Accounting for breed-specific allele frequencies could potentially increase the predictive ability in multi-breed models (Dekkers, 2007; Ibánêz-Escriche et al., 2009; Christensen et al., 2014). This can be accounted for through WssGBLUP (e.g., Sevillano et al., 2019). However, small differences were observed by using ssGBLUP and WssGBLUP in the present study. The similarity across scenarios might also be partially explained by the data simulation structure that resulted in a moderate-to-high genetic correlation across all population pairs, as they were all selected based on a single trait. Additionally, the allele A frequency correlations among all population pairs ranged from moderate (0.24–0.48; Line1 vs. Line2; Tables S5A–S5E) to high (0.61–0.85; Line1 vs. F1, and Line2 vs. F1; Tables S5A–S5E). In real datasets, differences in allele frequencies diverge due to different breeding goals across generations and populations/breeds. Similarly, Lourenco et al. (2016) did not observe differences in GEBV accuracies when using breed-specific allele frequencies to build the G matrix in the genomic evaluation of crossbred animals. Furthermore, Ibánêz-Escriche et al. (2009) also reported that genomic selection for crossbred populations using models that fit the breed-specific effects of SNP alleles are not necessary.
Scenarios SC4 and SC5 had fewer individuals in the training population than SC1 and SC3 scenarios, which could lead to greater accuracies of both larger training population scenarios. Therefore, additional analyses using the same-size training populations of SC1 and SC3 vs. SC4 and SC5 were performed (Tables S6A–S6E). Small or no differences were observed by using a balanced dataset for SC1 and SC3 scenarios, which do not change the conclusions previously reported. Therefore, the differences between ssGBLUP and WssGBLUP were still small. However, the way the estimation of SNP weights has been carried out in this and other studies (Ibánêz-Escriche et al., 2009; Lourenco et al., 2016) might not be optimal. The weights derivation used is the easiest way to implement the WssGBLUP in commercial breeding programs, which justify the application of the method. Alternative ways to derive the SNP weights have been proposed and might result in better predictive ability (Su et al., 2014; Karaman et al., 2019), for example through Bayesian approaches.
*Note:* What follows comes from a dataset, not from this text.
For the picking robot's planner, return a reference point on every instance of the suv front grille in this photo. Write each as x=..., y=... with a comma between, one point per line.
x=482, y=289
Purebred vs. jointly purebred and crossbred training populations
There are studies indicating that the addition of crossbred information in the training population to predict crossbred performance has a positive impact on the predictive ability of GEBVs (Bijma and van Arendonk, 1998; Bijma et al., 2001; Lutaaya et al., 2002; Fragomeni et al., 2016; Iversen et al., 2017). However, Pocrnic et al. (2019), using a dataset with purebred and crossbred pigs, did not observe differences in GEBV accuracies when the SNP effects were estimated based solely on purebreds or obtained through combining purebred and crossbred animals in the training set. In this study, the high genetic correlations between purebred and crossbred populations (from 0.81 to 0.99 between Line1 and F1, and 0.94 to 0.98 between Line2 and F1) might explain the small differences observed when including crossbred information in the training population (from SC1 to SC4 vs. SC5, Figures 7, 8). In general, moderate-to-high genetic correlations between purebreds and crossbred populations tend to result in higher GEBV prediction accuracies (Pocrnic et al., 2019). This might be due to the purebred information's ability to capture most of the crossbred genetic variation when larger training sets are available.
Regression Coefficients
Significant differences were observed among regression coefficients estimated in the different scenarios (Figures 7, 8 for F1-3 and F1-4, respectively). The GEBV bias obtained in SC3 and SC5 may be due to the inefficient estimation of SNP weights in predicting crossbred information, as a merged dataset (purebred and crossbred) or just purebred information was used to estimate the SNP weights to predict GEBVs in the crossbred animals in SC3 and SC5, respectively. As previously mentioned, alternative ways to derive the SNP weights have been proposed, which could lead to better predictive performance (Su et al., 2014; Karaman et al., 2019). In general, less biased GEBVs were obtained in SC2, which is in agreement with several studies in the literature with regards to the superiority of multiple-trait models to predict the performance of crossbred populations (Tusell et al., 2016; Pocrnic et al., 2019).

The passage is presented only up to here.